Well, just got done installing Ubuntu Linux Netbook Edition onto my Asus Eee PC 1201 HAB netbook and I must say that I don't think I will be missing Windows anytime soon. I was impressed with how easy the install was compared to the way it used to be back in the late 90's when I first encountered and started dabbling with Linux. The install was quick and to the point and only took about 10 minutes which is pretty impressive.
I showed a few of my more game oriented friends my gaming desktop which I already had Unbuntu installed on and the first words out of their mouthes was "But Chris, how are you going to be able to play Starcraft 2 or WoW without Windows's support??questionmark???". I simply smirked and brought them over to my desktop where I had Ubuntu Desktop 10 installed. I proceeded to explain that a program called Wine has been around for over a decade and allowed Linux users to make use of Windows based programs, including Direct X backed games. They looked at me as if I had lobsters crawling out of my ears, so I sat them down, booted up PlayOnLinux which is pretty much a front for Wine, and loaded up Starcraft 2 which I had installed the previous night.

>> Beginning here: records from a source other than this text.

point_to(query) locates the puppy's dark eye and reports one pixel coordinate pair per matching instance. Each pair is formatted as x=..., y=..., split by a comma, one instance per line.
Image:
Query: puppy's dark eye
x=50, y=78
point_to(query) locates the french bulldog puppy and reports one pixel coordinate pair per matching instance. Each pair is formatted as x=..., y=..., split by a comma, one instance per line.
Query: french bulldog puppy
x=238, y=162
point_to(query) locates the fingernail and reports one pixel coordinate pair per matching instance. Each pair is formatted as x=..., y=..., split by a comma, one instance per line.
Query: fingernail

It loaded up in just a few seconds minus the login, password, and authenticator information that needs to be inputed on start up. They watched in amazment as I started up a 4 vs 4 game with full 1400 x 1050 res, full AA settings, as well as having all the texture settings cranked up to the max. I played the match for 20 minutes and didn't experience one hickup in frame rate even when dozens of units where on screen at the same time blowing shit up.
I then moved onto WoW, which started up in a few seconds minus login, password, and auth code input and proceeded to head to Dalaran. Once there, my frame rate maintained a constant 57-60 FPS and my latency was 70-90 the entire time. My friends, needless to say were impressed and said they would start dabbling with Linux over the next couple of months. I told them that almost all the proprietary drivers for graphics cards have been integrated or if not, open source drivers were available that allowed use of the cards for high level gaming, however the best part about this whole Linux thing.....is that it always has been, and always will be, free.